UEM dan STFT Jakarta Menelisik Kehadiran Kecerdasan Buatan

JAKARTA,PGI.OD.ID-Kehadiran kecerdasan buatan (artificial intelligence atau AI) telah menjadi tantangan global yang perlu disikapi dengan bijak, karena kehadirannya selain berdampak positif tetapi juga negatif bagi kehidupan.
Merespon hal tersebut, Sekolah Tinggi Filsafat Theologi (STFT) Jakarta, bekerjasama dengan United Evangelical Mission (UEM) menggelar Kuliah Umum bertajuk Artificial Intelligence: A Postmodern Educational Tool? Scientific, Theological, Ethical, and Culture Reflections? di Aula STFT Jakarta, pada Rabu (7/5/2025).
Tiga narasumber dihadirkan untuk mengulik AI, Prof. Dr. Binsar. J. Pakpahan (Ketua STFT Jakarta), Prof. Dr. Leepo Modise (Universiteit van Suid-Africa), dan Prof. Dr. Hanna Roose (Ruhr-Universitat Bochum).
Sekretaris Umum PGI, Pdt. Dr. Darwin Darmawan dalam sambutannya, mengungkapkan bahwa PGI mengidentifikasi 6 krisis yang membutuhkan keterlibatan teologis dan praktis yang mendesak, salah satunya adalah krisis AI.
“Kemajuan kecerdasan buatan membawa banyak peluang, tetapi juga berbagai dilema etis yang membutuhkan eksplorasi teologis yang kritis. Oleh karena itu, pendidikan teologi seharusnya bersifat relevan dan responsif,” ujarnya.
Meski menyoroti AI dalam konteks masing-masing, ketiganya menggarisbawahi bahwa AI memang menjadi tantangan bersama yang perlu mendapat perhatian karena merambah ke seluruh aspek kehidupan.
“AI tidak bisa mengganti manusia karena manusia memiliki kebebasan untuk memilih apa yang tidak ditetapkan penciptanya. Seperti dalam bidang ilmu lain yang memerlukan refleksi, AI hanya bisa menjelaskan teologi dari set data yang diberikan kepadanya, tidak bisa melakukan lompatan rasio dalam teologi,” ujar Prof. Binsar. J. Pakpahan.
Sedangkan Prof. Dr. Leepo Modise menegaskan, meskipun AI menimbulkan pro-kontra namun seharusnya tidak menjadi akhir dari proses belajar. Senada dengan itu, Prof. Dr. Hanna Roose menegaskan bahwa AI tetap bisa dimanfaatkan namun buatlah prosesnya terlihat.
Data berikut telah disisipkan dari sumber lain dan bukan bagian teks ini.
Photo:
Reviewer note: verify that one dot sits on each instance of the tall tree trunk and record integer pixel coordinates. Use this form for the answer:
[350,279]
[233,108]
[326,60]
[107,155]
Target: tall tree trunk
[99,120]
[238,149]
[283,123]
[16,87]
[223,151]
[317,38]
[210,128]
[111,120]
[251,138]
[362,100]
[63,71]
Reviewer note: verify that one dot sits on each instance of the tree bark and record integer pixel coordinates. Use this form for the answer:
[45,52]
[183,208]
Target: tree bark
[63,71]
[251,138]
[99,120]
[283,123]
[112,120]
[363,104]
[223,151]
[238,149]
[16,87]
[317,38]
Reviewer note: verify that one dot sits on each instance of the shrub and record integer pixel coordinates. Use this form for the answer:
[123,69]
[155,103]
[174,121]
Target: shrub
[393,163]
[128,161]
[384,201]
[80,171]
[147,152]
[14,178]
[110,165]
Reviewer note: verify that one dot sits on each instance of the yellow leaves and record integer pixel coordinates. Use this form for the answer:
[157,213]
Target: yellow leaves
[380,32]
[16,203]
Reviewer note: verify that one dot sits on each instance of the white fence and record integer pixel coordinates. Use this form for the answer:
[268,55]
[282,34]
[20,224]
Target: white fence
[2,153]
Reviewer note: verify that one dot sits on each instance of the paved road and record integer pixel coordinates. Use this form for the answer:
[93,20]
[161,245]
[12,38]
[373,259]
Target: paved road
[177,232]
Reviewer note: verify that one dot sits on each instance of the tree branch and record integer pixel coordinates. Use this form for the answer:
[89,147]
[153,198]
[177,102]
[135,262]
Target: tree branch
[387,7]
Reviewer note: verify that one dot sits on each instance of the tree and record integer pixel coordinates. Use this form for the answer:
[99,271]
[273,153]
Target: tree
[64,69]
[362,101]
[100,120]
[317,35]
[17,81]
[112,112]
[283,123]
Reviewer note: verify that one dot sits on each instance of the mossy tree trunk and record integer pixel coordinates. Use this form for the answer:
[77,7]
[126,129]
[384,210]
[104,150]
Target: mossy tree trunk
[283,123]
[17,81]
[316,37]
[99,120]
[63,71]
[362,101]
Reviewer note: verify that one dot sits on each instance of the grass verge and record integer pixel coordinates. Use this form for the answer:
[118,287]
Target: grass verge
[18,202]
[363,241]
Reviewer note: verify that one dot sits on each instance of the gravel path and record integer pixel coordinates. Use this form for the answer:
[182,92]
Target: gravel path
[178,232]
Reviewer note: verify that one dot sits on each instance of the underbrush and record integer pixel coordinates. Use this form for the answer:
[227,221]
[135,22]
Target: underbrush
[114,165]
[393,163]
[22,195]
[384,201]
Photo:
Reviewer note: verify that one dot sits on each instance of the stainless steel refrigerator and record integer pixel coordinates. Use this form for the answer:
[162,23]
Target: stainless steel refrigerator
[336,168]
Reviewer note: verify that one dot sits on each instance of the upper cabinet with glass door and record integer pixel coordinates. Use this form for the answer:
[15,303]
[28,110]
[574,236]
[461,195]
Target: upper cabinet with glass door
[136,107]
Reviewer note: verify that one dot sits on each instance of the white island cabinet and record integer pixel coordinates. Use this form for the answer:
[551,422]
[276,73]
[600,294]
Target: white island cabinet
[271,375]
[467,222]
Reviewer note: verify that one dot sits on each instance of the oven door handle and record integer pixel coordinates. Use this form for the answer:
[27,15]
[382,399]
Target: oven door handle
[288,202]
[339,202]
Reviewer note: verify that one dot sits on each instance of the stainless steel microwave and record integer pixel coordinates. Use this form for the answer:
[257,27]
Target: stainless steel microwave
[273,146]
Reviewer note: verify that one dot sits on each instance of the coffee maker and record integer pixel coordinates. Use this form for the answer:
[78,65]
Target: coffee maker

Ditemui usai acara, Sekretaris Eksekutif UEM untuk Asia, Dr. Dyah Krismawati berharap melalui kegiatan ini gereja-gereja, baik yang bergabung dengan UEM, yang banyak memiliki institusi, termasuk institusi pendidikan, punya pemahaman bersama terkait kehadiran AI, dan dapat memanfaatkan, serta meresponnya dengan baik.
“Kami berharap ada pemahaman bersama terkait AI, dan harapan lain adalah gereja-gereja dapat berkolaborasi untuk menyuarakan concern-concern kita, termasuk lembaga-lembaga pendidikan, bagaimana kita menyikapi AI ini,” pungkasnya.